CELEBESMEDIA.ID, Makassar - Trofi Piala Dunia FIFA menjadi simbol tertinggi dalam dunia sepak bola. Setiap empat tahun sekali, puluhan negara terbaik bersaing memperebutkan kesempatan mengangkat trofi yang menjadi impian setiap pesepak bola profesional.
Bagi para pemain, momen mengangkat trofi Piala Dunia merupakan pencapaian terbesar dalam karier mereka karena menandai keberhasilan menaklukkan kompetisi sepak bola paling bergengsi di dunia.
Di balik bentuknya yang ikonik, trofi Piala Dunia ternyata menyimpan berbagai kisah menarik. Mulai dari bahan pembuatannya, filosofi desain, hingga aturan kepemilikannya yang sangat ketat.
Tak banyak yang mengetahui bahwa trofi yang diangkat para juara bukanlah trofi yang boleh dibawa pulang selamanya. Selain itu, trofi yang digunakan saat ini juga memiliki sejarah panjang setelah menggantikan Trofi Jules Rimet pada awal 1970-an.
Berikut 4 fakta unik tentang trofi Piala Dunia FIFA yang menarik untuk diketahui, dirangkum dari laman resmi FIFA Museum.
1. Terbuat dari Emas 18 Karat
Trofi Piala Dunia saat ini dibuat menggunakan emas 18 karat dengan berat sekitar 6,175 kilogram dan tinggi 36,8 sentimeter.
Bagian dasarnya dilapisi dua cincin batu malasit berwarna hijau sehingga tampil semakin ikonik.
2. Desainnya Melambangkan Kemenangan Manusia
Trofi yang digunakan sejak Piala Dunia 1974 merupakan karya pematung Italia, Silvio Gazzaniga.
Desainnya menampilkan dua sosok manusia yang mengangkat bumi ke atas sebagai simbol kemenangan, persatuan, dan semangat olahraga.
3. Juara Tidak Membawa Pulang Trofi Asli
Tim yang menjadi juara Piala Dunia hanya menerima trofi asli saat seremoni penyerahan. Setelah itu, trofi dikembalikan kepada FIFA. Sebagai gantinya, juara memperoleh replika resmi berlapis emas untuk disimpan secara permanen.

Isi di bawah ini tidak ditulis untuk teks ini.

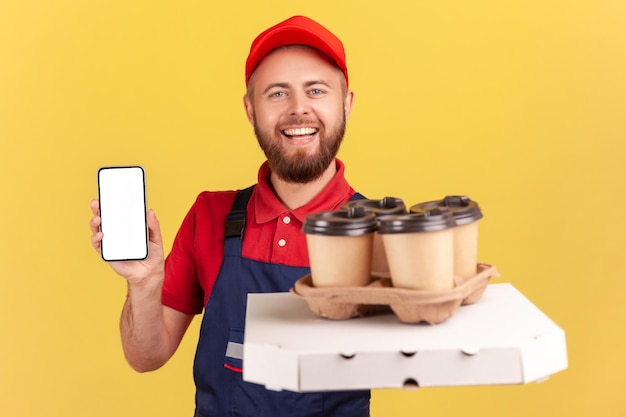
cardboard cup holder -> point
(410, 306)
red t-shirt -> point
(273, 235)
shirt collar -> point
(267, 206)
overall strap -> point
(236, 219)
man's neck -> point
(294, 195)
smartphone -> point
(122, 195)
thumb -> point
(154, 228)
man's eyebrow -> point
(317, 82)
(287, 85)
(275, 85)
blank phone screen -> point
(122, 197)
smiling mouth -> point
(299, 132)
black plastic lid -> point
(384, 207)
(463, 209)
(433, 220)
(352, 222)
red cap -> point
(297, 30)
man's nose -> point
(299, 104)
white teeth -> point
(300, 131)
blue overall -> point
(220, 389)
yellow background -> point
(520, 104)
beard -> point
(301, 167)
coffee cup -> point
(387, 206)
(420, 249)
(340, 247)
(466, 214)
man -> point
(233, 243)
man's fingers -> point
(154, 228)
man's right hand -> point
(138, 273)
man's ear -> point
(247, 104)
(347, 103)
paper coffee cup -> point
(420, 249)
(466, 214)
(387, 206)
(340, 247)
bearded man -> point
(232, 243)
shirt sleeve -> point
(192, 266)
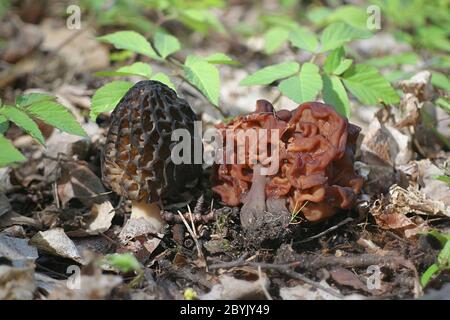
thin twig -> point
(263, 287)
(282, 268)
(340, 224)
(194, 237)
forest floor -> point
(56, 236)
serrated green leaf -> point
(336, 34)
(23, 121)
(440, 80)
(303, 87)
(125, 262)
(204, 76)
(220, 58)
(444, 256)
(443, 103)
(130, 40)
(368, 85)
(333, 60)
(4, 124)
(334, 94)
(161, 77)
(428, 274)
(439, 236)
(274, 39)
(57, 116)
(9, 153)
(166, 44)
(343, 66)
(28, 99)
(107, 97)
(271, 73)
(136, 69)
(304, 39)
(445, 179)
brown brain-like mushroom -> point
(316, 154)
(137, 162)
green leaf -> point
(369, 86)
(304, 39)
(269, 74)
(166, 44)
(333, 60)
(440, 80)
(445, 179)
(334, 94)
(428, 274)
(22, 120)
(107, 97)
(303, 87)
(136, 69)
(130, 40)
(28, 99)
(220, 58)
(57, 116)
(204, 76)
(161, 77)
(443, 103)
(274, 39)
(444, 256)
(336, 34)
(125, 262)
(4, 124)
(439, 236)
(9, 153)
(343, 66)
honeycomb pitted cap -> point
(136, 160)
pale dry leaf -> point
(17, 250)
(94, 287)
(17, 283)
(347, 278)
(231, 288)
(57, 243)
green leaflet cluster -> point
(200, 72)
(27, 109)
(334, 79)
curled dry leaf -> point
(90, 56)
(232, 289)
(307, 292)
(78, 181)
(17, 283)
(347, 278)
(93, 287)
(57, 243)
(16, 250)
(390, 211)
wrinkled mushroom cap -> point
(137, 160)
(316, 158)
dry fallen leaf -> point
(94, 287)
(390, 212)
(78, 181)
(17, 250)
(56, 242)
(231, 288)
(347, 278)
(17, 283)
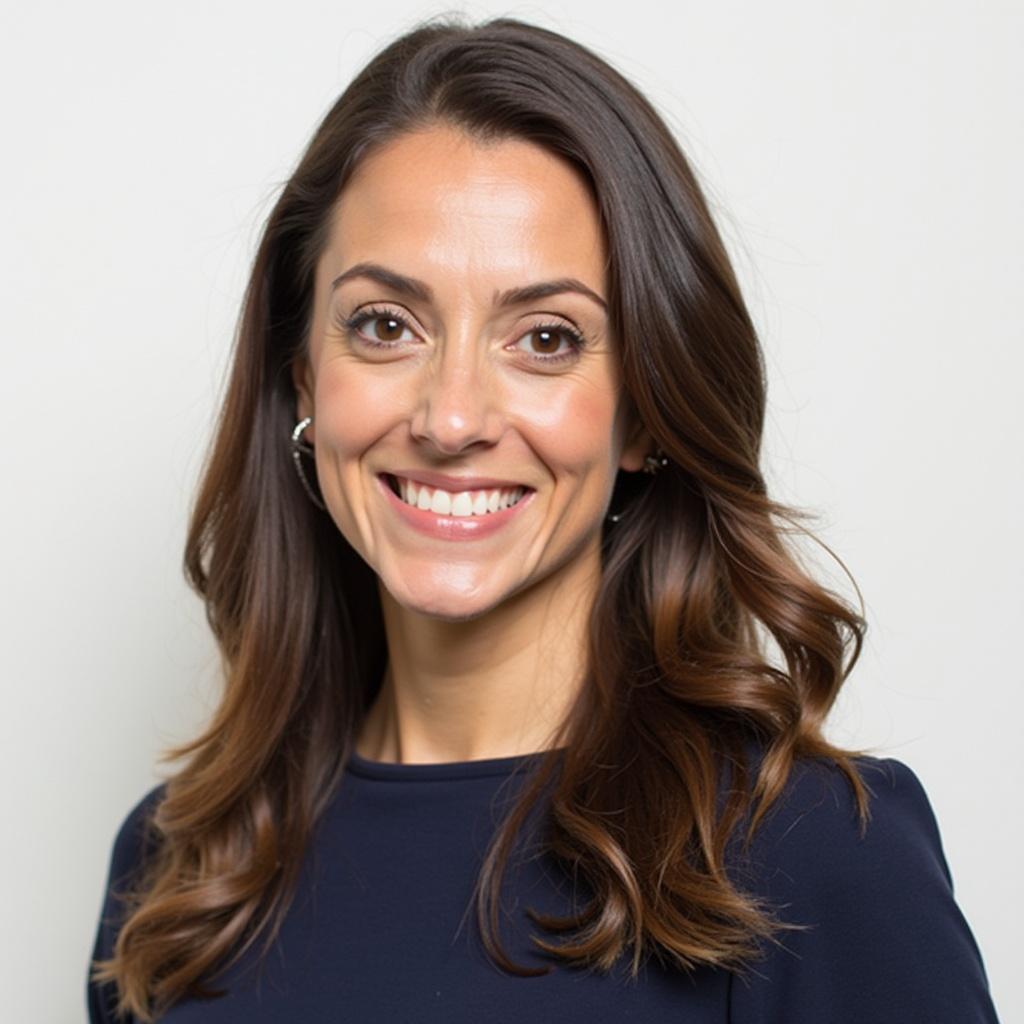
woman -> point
(485, 544)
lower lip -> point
(452, 527)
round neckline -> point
(359, 765)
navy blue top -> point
(377, 930)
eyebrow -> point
(511, 297)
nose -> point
(456, 403)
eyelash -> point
(352, 324)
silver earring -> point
(299, 449)
(651, 464)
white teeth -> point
(463, 503)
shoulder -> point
(813, 832)
(134, 838)
(133, 841)
(879, 935)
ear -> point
(302, 378)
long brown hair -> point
(698, 580)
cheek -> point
(581, 425)
(352, 409)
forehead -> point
(440, 202)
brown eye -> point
(544, 342)
(384, 335)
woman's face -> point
(437, 371)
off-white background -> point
(864, 165)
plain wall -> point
(863, 164)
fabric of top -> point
(382, 928)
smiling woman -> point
(483, 518)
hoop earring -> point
(299, 449)
(651, 464)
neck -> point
(498, 685)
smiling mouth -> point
(480, 502)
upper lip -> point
(456, 483)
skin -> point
(485, 638)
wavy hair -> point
(699, 586)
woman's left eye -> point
(551, 335)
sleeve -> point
(887, 942)
(126, 857)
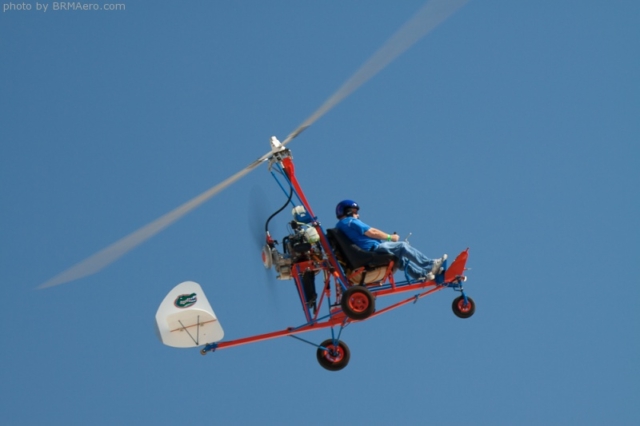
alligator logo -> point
(185, 300)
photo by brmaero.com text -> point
(58, 6)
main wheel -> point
(461, 309)
(358, 303)
(333, 357)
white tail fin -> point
(185, 318)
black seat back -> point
(353, 255)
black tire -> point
(461, 310)
(358, 303)
(332, 357)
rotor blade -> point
(110, 254)
(424, 21)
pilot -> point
(418, 266)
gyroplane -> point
(337, 283)
(351, 281)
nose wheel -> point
(463, 306)
(333, 355)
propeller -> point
(424, 21)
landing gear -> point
(358, 303)
(462, 309)
(333, 356)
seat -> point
(353, 258)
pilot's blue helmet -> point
(346, 208)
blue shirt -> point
(355, 229)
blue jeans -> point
(417, 264)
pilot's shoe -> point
(437, 264)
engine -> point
(301, 244)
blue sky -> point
(511, 129)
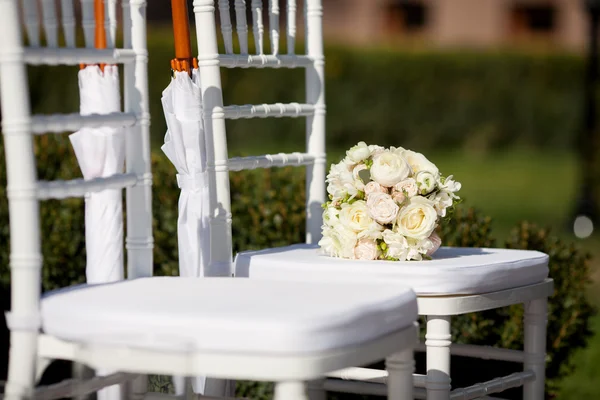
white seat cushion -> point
(228, 314)
(452, 270)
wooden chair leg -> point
(290, 391)
(21, 365)
(400, 367)
(536, 318)
(438, 340)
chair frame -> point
(215, 113)
(31, 350)
(25, 191)
(438, 310)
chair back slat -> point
(50, 22)
(226, 27)
(19, 127)
(241, 25)
(291, 26)
(32, 24)
(258, 28)
(274, 26)
(215, 112)
(68, 22)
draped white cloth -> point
(184, 146)
(100, 152)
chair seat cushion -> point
(245, 315)
(451, 271)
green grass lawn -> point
(540, 187)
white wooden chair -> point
(219, 327)
(459, 281)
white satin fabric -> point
(100, 153)
(184, 146)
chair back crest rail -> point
(210, 60)
(19, 126)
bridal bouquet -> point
(384, 204)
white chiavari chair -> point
(151, 325)
(482, 279)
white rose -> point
(436, 242)
(389, 168)
(355, 216)
(408, 186)
(398, 197)
(374, 187)
(426, 182)
(396, 245)
(338, 241)
(450, 185)
(441, 201)
(375, 150)
(418, 162)
(360, 185)
(330, 216)
(382, 208)
(358, 153)
(397, 150)
(418, 219)
(366, 249)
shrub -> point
(268, 209)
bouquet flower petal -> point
(385, 204)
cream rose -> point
(396, 245)
(358, 153)
(426, 182)
(382, 208)
(330, 216)
(418, 219)
(418, 162)
(366, 249)
(389, 168)
(338, 241)
(355, 216)
(360, 185)
(441, 201)
(408, 186)
(374, 187)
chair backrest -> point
(19, 127)
(215, 113)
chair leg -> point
(316, 390)
(536, 319)
(438, 340)
(290, 391)
(400, 367)
(21, 365)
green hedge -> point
(268, 209)
(422, 100)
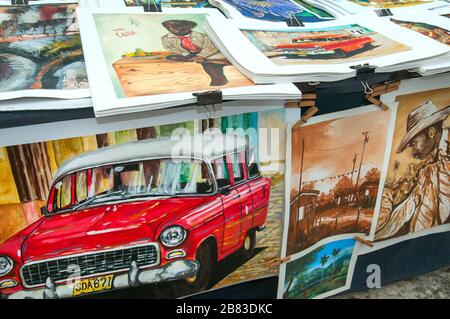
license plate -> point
(86, 286)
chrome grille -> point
(108, 261)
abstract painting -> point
(40, 48)
(335, 174)
(280, 10)
(416, 193)
(322, 272)
(389, 3)
(157, 54)
(322, 46)
(170, 3)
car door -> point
(260, 190)
(240, 176)
(230, 202)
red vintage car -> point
(337, 44)
(135, 214)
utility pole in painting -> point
(358, 201)
(351, 177)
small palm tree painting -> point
(321, 272)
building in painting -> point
(302, 218)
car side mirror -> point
(225, 190)
(44, 210)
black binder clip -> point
(293, 21)
(19, 2)
(152, 6)
(209, 98)
(363, 70)
(384, 12)
(363, 73)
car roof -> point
(201, 146)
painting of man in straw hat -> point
(426, 202)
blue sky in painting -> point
(346, 246)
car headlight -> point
(6, 265)
(173, 236)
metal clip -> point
(152, 6)
(293, 21)
(384, 12)
(19, 2)
(209, 98)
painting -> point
(112, 210)
(40, 48)
(280, 10)
(432, 31)
(416, 191)
(335, 174)
(389, 3)
(146, 52)
(169, 3)
(324, 271)
(329, 45)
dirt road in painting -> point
(336, 221)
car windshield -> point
(156, 177)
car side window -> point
(238, 168)
(81, 186)
(102, 181)
(63, 193)
(219, 167)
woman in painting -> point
(187, 45)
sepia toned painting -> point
(40, 48)
(388, 3)
(120, 210)
(335, 176)
(280, 10)
(323, 46)
(436, 33)
(158, 54)
(416, 192)
(324, 270)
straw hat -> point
(419, 119)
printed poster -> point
(415, 196)
(328, 45)
(41, 53)
(335, 169)
(96, 214)
(321, 272)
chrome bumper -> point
(176, 270)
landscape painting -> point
(90, 216)
(416, 193)
(322, 46)
(280, 10)
(159, 54)
(40, 48)
(389, 3)
(432, 31)
(325, 271)
(334, 177)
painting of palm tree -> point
(335, 252)
(316, 274)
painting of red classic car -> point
(336, 45)
(134, 214)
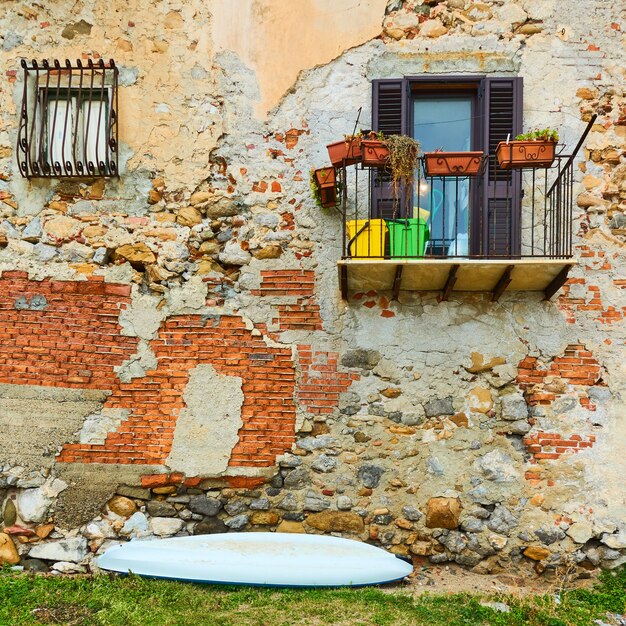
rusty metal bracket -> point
(451, 280)
(397, 279)
(557, 282)
(343, 281)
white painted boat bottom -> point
(272, 559)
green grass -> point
(104, 600)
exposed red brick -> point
(76, 341)
(320, 382)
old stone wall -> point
(175, 356)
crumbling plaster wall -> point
(445, 430)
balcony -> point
(492, 231)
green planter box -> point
(407, 238)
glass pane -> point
(444, 123)
(60, 131)
(95, 131)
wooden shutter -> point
(500, 217)
(389, 106)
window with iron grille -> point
(456, 113)
(68, 120)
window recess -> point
(68, 120)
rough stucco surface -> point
(36, 421)
(462, 431)
(206, 431)
(313, 31)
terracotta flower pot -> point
(326, 182)
(519, 154)
(453, 163)
(345, 152)
(375, 153)
(328, 197)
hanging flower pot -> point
(453, 163)
(518, 154)
(375, 152)
(346, 152)
(325, 177)
(534, 149)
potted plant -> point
(346, 152)
(324, 187)
(375, 150)
(533, 149)
(440, 163)
(403, 154)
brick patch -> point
(303, 313)
(62, 334)
(550, 446)
(320, 382)
(286, 283)
(67, 334)
(185, 341)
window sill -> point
(447, 275)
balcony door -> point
(446, 112)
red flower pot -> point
(375, 153)
(325, 177)
(345, 152)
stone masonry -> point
(175, 355)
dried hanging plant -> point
(403, 154)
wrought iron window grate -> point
(68, 120)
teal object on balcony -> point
(408, 237)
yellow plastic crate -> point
(366, 238)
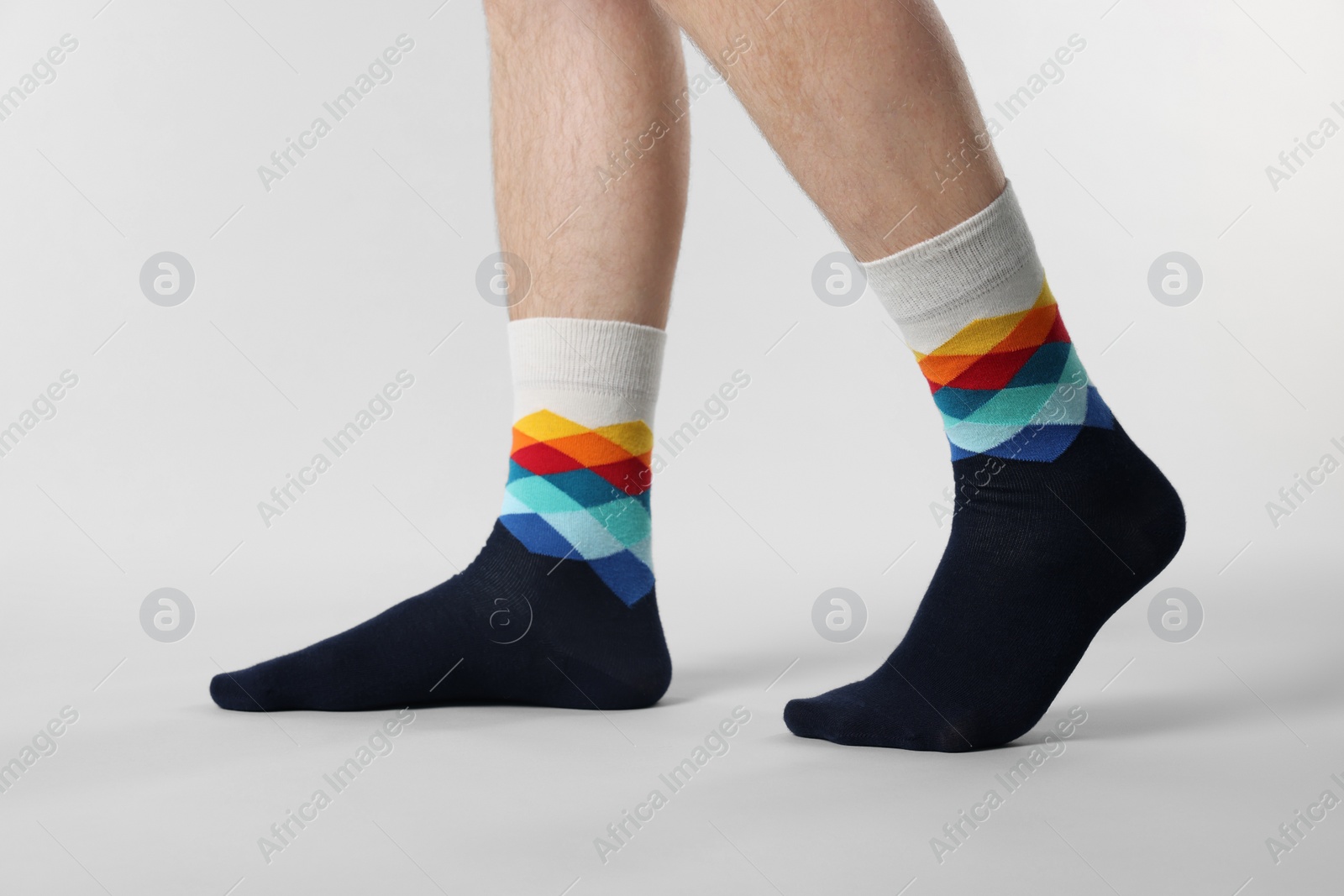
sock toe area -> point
(228, 691)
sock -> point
(1058, 517)
(559, 607)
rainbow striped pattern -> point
(1012, 385)
(584, 495)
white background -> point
(312, 296)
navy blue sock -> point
(511, 627)
(1039, 557)
(1059, 517)
(559, 606)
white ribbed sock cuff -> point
(593, 372)
(983, 268)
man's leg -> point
(1059, 517)
(559, 607)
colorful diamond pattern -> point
(584, 495)
(1012, 385)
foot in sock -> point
(1059, 517)
(559, 606)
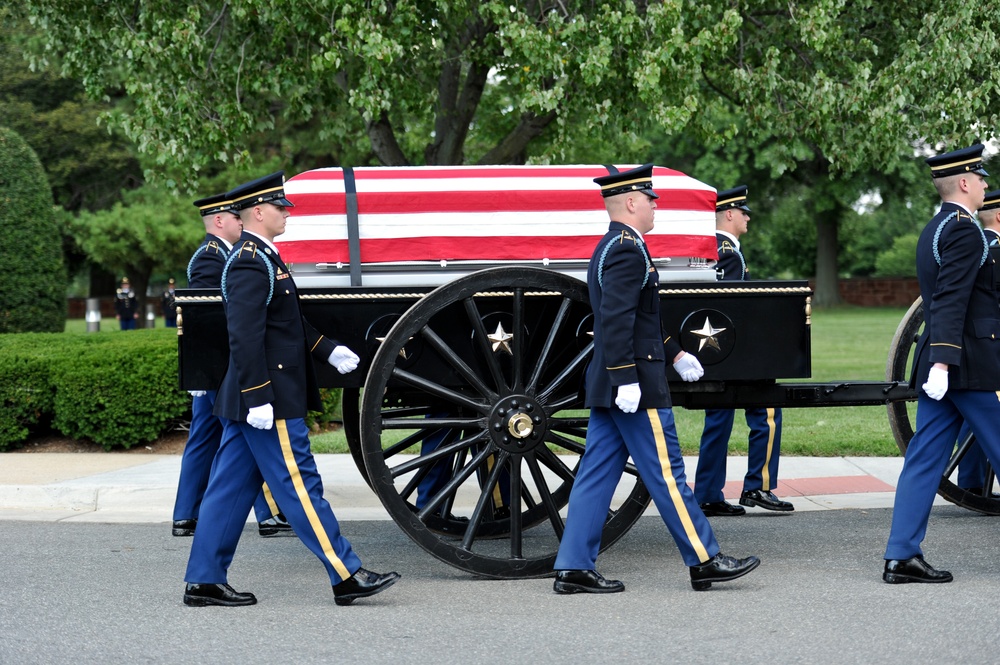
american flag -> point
(483, 213)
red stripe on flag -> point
(505, 248)
(397, 203)
(426, 173)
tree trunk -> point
(827, 293)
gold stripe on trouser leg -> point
(497, 497)
(675, 494)
(766, 471)
(269, 498)
(300, 491)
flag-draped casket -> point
(426, 225)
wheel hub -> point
(517, 424)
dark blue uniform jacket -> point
(961, 311)
(629, 344)
(269, 341)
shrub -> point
(33, 288)
(121, 390)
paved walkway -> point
(110, 487)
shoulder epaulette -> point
(944, 222)
(249, 247)
(210, 245)
(625, 235)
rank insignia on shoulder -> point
(250, 247)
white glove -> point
(937, 383)
(689, 368)
(628, 397)
(344, 359)
(261, 417)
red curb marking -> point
(814, 486)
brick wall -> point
(880, 292)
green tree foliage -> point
(440, 82)
(87, 166)
(151, 230)
(33, 288)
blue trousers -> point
(927, 457)
(764, 450)
(200, 449)
(650, 438)
(282, 457)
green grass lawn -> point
(848, 344)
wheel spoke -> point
(516, 487)
(550, 340)
(543, 490)
(438, 390)
(484, 344)
(431, 457)
(432, 423)
(452, 485)
(556, 465)
(484, 498)
(457, 363)
(567, 372)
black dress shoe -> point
(203, 595)
(362, 584)
(584, 581)
(914, 569)
(766, 500)
(184, 527)
(720, 568)
(980, 491)
(275, 526)
(722, 508)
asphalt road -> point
(111, 593)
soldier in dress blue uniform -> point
(732, 214)
(268, 387)
(126, 306)
(204, 271)
(972, 467)
(168, 305)
(630, 407)
(956, 360)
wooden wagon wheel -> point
(901, 419)
(480, 382)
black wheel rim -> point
(491, 372)
(902, 423)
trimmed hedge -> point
(116, 390)
(33, 288)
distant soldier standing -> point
(732, 215)
(126, 306)
(169, 306)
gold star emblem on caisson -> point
(500, 339)
(707, 335)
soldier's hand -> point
(261, 417)
(689, 368)
(937, 383)
(344, 359)
(628, 397)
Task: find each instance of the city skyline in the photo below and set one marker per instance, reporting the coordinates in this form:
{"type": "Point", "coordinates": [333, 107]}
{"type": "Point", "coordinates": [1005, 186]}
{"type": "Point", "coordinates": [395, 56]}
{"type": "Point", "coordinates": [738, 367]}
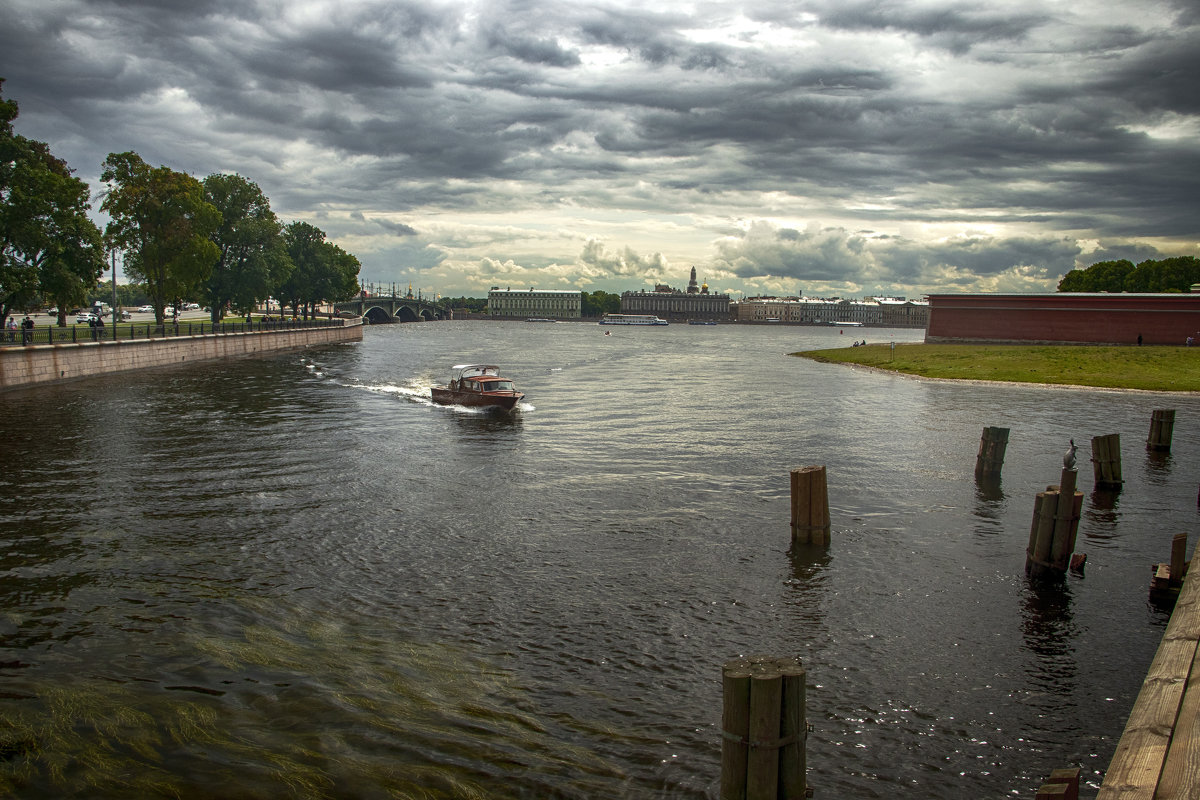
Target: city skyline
{"type": "Point", "coordinates": [882, 148]}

4. Menggantikan Trofi Jules Rimet
Trofi saat ini mulai digunakan pada Piala Dunia 1974 setelah trofi sebelumnya, Jules Rimet, dipensiunkan. Sesuai aturan saat itu, Brasil berhak memiliki Trofi Jules Rimet secara permanen setelah menjadi negara pertama yang meraih tiga gelar juara dunia pada 1970.
Trofi Piala Dunia bukan sekadar hadiah bagi tim juara. Di balik desainnya yang ikonik tersimpan sejarah panjang, filosofi mendalam, serta aturan ketat yang membuatnya menjadi salah satu simbol olahraga paling berharga di dunia.